Taking a patient home: an ICU nurse’s journey to Mount Everest

Sentara nurse carries message to Nepali patient’s homeland, fulfilling a promise to her family.
Sentara nurse carries patient message to Mount Everest

From the time she was a child, Boryana Peeva dreamed of the mountains. A lifelong athlete and mountaineering enthusiast, she was drawn to places that demanded endurance, focus, and heart. So, when the opportunity arose to trek to Mount Everest Base Camp in October 2025—a long-held bucket list goal—Boryana quietly committed herself to the challenge.

An Intensive Care Unit nurse at Sentara Northern Virginia Medical Center in Woodbridge, Virginia, Boryana understood what the journey would require. Everest Base Camp sits at more than 5,300 meters (17,500 feet), a destination that tests even experienced climbers. Months of specialized physical training followed, especially meaningful after a serious leg injury two years earlier. She told few people of her plans, preferring to stay focused and undeterred by doubt.

“If I say something to myself, I will achieve it,” she says simply.

What Boryana could not have known was that her journey would become far more than a personal milestone.

The day before she was scheduled to leave for Nepal, Boryana reported for an early ICU shift. That morning, she was reassigned to care for a patient, Laxmi Lama—a grandmother who was in the final stages of life. Surrounded by her loving family, Laxmi passed away. Boryana was there to support them and tend to their grandmother. The family shared that their grandmother was from Nepal.

Laxmi Lama

Laxmi Lama

The coincidence was striking. Boryana gently shared that she was heading to Nepal the very next day. The family’s faces softened. They spoke of their homeland and of the mountains, revered in their culture as sacred, almost divine. In that shared space of grief and connection, a bond formed.

The family made an extraordinary request. They cut a strip of fabric from the pillowcase of the pillow that had comforted their grandmother and wrote messages of love and remembrance upon it in Nepali. They asked Boryana to carry this piece of cloth with her to Everest Base Camp and leave it there. To them, it would mean bringing their grandmother home.

Boryana accepted without hesitation.

The trek itself was grueling. Thin air, freezing temperatures, and relentless terrain pushed her to her limits. At times, she worried she might not make it high enough to fulfill her promise. But step by step, she pressed on.

At nearly 4,700 meters, surrounded by rock, snow, and ice, Boryana reached a place where climbers and trekkers had left tokens in memory of loved ones. With a Nepalese guide beside her, prayers were spoken. The strip of cloth—now part of a tapestry of remembrance—was placed carefully on the mountain. The guide explained that Laxmi’s spirit was being brought home, her soul finding peace among the sacred peaks.

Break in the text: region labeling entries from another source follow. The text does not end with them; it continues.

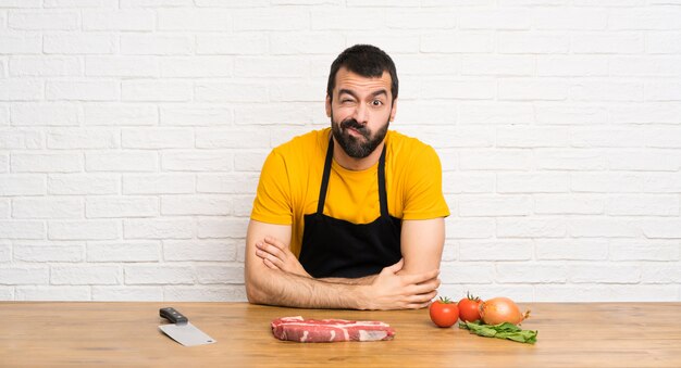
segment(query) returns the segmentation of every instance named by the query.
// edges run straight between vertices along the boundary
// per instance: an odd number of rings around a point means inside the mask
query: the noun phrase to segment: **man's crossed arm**
[[[251,220],[246,238],[246,293],[257,304],[305,308],[422,308],[437,294],[444,219],[405,220],[403,259],[359,279],[310,277],[289,250],[290,225]]]

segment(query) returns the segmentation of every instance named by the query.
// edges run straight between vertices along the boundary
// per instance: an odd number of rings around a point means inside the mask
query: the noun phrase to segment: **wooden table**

When Boryana returned, she shared photos and video of the moment with the family, assuring them she had kept her promise. Days later, she received a message from Laxmi’s granddaughter.

“Ms. Boryana, thank you so much for taking her home with you so she didn’t have to make this journey alone. We will always be grateful,” she wrote. At the grandmother’s funeral, the family shared the story of the nurse who carried her spirit back to Nepal.

For Boryana, the experience affirmed everything she believes about nursing—and about life. She was meant to care for that patient. Meant to meet that family. Meant to carry a piece of their love to the roof of the world.

What began as a personal dream became an act of profound compassion, faith, and human connection. On the slopes of Everest, an ICU nurse did more than reach base camp—she honored a life, fulfilled a promise, and reminded us all that healing sometimes takes place far beyond hospital walls.